Warning over wrong rubbish sent to incinerator

La Collette incinerator
Image caption The La Collette energy from waste plant can provide 7% of Jersey's electricity

Non-combustible waste sent to Jersey's energy-from-waste power station has damaged equipment, prompting warnings from plant management.

Contractors have delivered car parts, gas bottles and commercial fishing gear for incineration.

Richard Fauvel, of Transport and Technical Services (TTS), says staff will now conduct random checks.

He has contacted customers, including parish authorities, asking them to sort waste properly.

Higher charges

The plant, which houses two incinerators, burns 70,000 tonnes of rubbish a year and can provide up to 7% of Jersey's power needs.

It is not open to the public and can only be used by private contractors or the island's 12 parish authorities.

Mr Fauvel said loads arriving at the incinerator will now be randomly checked and those containing inappropriate items will be rejected or incur higher charges.

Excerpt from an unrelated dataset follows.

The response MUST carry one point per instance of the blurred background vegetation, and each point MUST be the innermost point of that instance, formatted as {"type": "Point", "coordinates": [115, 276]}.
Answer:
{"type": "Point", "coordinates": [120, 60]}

"The [incinerator] is there for non-recyclable waste that can be burnt and provide energy that is fed into the island's energy supply," he said.

"For all other waste, we have proper recycling facilities. We seem to have a bit of a lack of understanding."

Mr Fauvel said it was difficult to apportion cost to the damage but said ball bearings, car parts and glass all shorten the lifespan of incinerator equipment.